Un secondo aspetto di grande interesse è la dinamica di riduzione di costi sperimentata nell’ultimo decennio in alcuni settori come il fotovoltaico, che lascia intuire le buone possibilità di lungo periodo per queste tecnologie. Tuttavia, la fase di mercato contingente con forte domanda sul mercato internazionale presenta alti prezzi per i componenti, soprattutto degli aerogeneratori degli impianti eolici. La speranza di Aper è che questi siano da imputare alla particolare fase di mercato caratterizzata da un eccesso di domanda che quindi possa essere superata con il tempo, ampliando magari la stessa offerta. Aper sottolinea il contributo che il fotovoltaico può dare in termini di copertura della punta di domanda di potenza: la disponibilità dei 2.000 MW di picco installati in Germania nelle soleggiate mattinate estive che registrano i picchi di carico sulla rete italiana, avrebbero un valore che non è certamente apprezzato nel semplice calcolo dei costi del kWh prodotto.

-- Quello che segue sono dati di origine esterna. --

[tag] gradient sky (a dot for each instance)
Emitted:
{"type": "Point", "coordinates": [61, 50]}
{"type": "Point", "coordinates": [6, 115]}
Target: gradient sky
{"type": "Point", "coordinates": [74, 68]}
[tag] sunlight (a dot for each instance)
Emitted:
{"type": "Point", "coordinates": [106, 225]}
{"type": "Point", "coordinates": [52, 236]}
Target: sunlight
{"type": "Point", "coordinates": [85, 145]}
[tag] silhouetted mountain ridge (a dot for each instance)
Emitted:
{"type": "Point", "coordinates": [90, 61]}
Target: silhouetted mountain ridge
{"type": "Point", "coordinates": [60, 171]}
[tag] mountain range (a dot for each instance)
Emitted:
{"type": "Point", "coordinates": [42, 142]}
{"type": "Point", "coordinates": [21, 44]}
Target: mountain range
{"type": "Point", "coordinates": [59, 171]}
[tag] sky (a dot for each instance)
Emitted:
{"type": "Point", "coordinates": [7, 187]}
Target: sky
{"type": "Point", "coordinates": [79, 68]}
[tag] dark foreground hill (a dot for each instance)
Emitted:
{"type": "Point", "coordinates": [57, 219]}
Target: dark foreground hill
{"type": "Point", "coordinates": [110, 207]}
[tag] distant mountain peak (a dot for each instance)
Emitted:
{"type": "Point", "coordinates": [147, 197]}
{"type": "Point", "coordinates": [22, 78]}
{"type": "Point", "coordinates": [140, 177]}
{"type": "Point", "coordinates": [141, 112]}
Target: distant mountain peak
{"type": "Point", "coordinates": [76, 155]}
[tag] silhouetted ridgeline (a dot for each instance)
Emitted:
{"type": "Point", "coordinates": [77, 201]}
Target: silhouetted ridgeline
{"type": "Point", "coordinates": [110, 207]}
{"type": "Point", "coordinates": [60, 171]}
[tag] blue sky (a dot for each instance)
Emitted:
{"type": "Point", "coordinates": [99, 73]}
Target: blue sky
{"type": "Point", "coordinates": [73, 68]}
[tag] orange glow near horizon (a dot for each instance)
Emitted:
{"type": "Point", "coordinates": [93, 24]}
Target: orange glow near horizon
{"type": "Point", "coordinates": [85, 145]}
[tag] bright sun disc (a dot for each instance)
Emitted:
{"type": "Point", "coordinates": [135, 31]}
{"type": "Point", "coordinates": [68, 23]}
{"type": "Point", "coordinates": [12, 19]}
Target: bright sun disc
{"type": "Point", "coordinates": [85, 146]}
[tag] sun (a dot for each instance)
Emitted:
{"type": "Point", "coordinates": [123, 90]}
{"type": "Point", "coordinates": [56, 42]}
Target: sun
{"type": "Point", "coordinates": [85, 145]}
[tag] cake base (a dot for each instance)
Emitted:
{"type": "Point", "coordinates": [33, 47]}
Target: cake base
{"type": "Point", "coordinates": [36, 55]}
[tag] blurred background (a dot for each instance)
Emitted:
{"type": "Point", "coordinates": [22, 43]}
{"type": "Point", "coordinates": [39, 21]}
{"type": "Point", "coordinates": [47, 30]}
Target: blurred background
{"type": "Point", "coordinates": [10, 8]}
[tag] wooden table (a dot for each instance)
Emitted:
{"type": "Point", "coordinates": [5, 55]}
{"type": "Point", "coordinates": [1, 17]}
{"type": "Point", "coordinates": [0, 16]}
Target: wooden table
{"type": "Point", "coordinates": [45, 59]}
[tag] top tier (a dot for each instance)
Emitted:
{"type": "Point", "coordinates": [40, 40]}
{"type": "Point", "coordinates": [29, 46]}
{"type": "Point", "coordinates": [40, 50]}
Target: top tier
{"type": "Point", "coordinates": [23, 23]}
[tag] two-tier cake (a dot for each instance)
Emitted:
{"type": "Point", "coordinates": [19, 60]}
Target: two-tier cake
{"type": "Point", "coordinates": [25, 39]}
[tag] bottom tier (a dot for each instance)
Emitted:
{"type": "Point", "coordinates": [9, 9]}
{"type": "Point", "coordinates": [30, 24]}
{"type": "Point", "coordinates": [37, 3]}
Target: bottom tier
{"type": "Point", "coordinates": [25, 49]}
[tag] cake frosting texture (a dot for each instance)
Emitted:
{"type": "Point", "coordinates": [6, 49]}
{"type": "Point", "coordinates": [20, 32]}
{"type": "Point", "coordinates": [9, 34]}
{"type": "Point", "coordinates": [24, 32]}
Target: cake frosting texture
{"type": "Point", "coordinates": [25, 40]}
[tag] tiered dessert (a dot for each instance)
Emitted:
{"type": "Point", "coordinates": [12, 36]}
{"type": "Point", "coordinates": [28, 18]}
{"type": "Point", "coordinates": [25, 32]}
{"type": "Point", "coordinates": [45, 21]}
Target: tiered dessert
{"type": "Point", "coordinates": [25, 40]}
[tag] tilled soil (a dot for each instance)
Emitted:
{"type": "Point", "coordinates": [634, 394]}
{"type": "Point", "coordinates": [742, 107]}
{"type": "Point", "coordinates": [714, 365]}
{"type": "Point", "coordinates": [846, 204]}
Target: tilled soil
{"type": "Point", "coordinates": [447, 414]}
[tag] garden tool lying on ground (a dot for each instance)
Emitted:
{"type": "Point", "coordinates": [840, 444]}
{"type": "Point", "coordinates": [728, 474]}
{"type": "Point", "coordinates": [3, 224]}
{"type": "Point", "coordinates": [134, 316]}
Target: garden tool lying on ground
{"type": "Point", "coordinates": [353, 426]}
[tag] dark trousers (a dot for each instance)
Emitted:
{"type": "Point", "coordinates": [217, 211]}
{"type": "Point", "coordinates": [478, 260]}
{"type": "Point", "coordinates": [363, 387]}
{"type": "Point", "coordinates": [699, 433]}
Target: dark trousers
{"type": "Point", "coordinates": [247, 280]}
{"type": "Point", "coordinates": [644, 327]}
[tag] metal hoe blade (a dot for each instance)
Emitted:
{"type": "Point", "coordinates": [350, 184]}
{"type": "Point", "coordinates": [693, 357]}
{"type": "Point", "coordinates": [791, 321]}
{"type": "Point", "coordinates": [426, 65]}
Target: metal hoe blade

Per quanto riguarda la biomassa, che nei programmi nazionali dovrebbe incrementare in modo importante il proprio contributo, rimangono diversi problemi, legati in modo particolare al costo di acquisizione della materia prima in quantità sufficienti per alimentare gli impianti di dimensioni tali da conseguire le economie di scala possibili. La scarsità, la discontinuità di disponibilità e la dimensione locale del mercato della biomassa di fonte nazionale mettono in luce la difficoltà ad avviare questo settore industriale senza il ricorso alle importazioni massicce di legna di scarto da altri continenti.

L’utilizzo di oli vegetali rappresenta invece per Aper una filiera interessante: «Le perplessità in merito all’uso di oli di importazione per ragioni di tipo ambientale sembrano immotivate. Il trasporto incide in modo minimo sui costi ambientali della materia prima e la sostituzione di olio fossile importato con olio vegetale importato rappresenterebbe comunque un miglioramento».
In realtà le perplessità ambientali sono legate sì al trasporto del materiale (dal punto di vista dell’inquinamento prodotto durante i viaggi) ma soprattutto dalla prassi che oggi vede i Paesi esportatori disboscare territorio vergini per far posto alle piantagioni che producono olio vegetali per i Paesi sviluppati. E il bilancio ambientale con il drastico taglio delle foreste tropicali non può che essere negativo.

Lo studio commissionato dall’Aper riconosce poi al settore dell’eolico di aver raggiunta una rilevanza visibile in campo nazionale, superando i 3.000 MW di potenza installata: è sempre pochissimo in relazione a quanto fatto in Europa, ma è un passo importante per dimostrare la fattibilità concreta della tecnologia in Italia. Rimangono delle difficoltà sul piano autorizzativo che sono difficili da comprendere, legati a concetti soggettivi come quello della bellezza. Ma la domanda che ci si deve porre secondo Aper è diversa: «Considerato che non si può raggiungere il nostro livello di benessere senza un´adeguata fornitura energetica, quali soluzioni possono garantirci il miglior risultato in termini economici, ambientali e di sicurezza nel lungo periodo? In altre parole, non si tratta di scegliere eolico si o eolico no, a quali fonti utilizzare per coprire la domanda crescente di energia elettrica».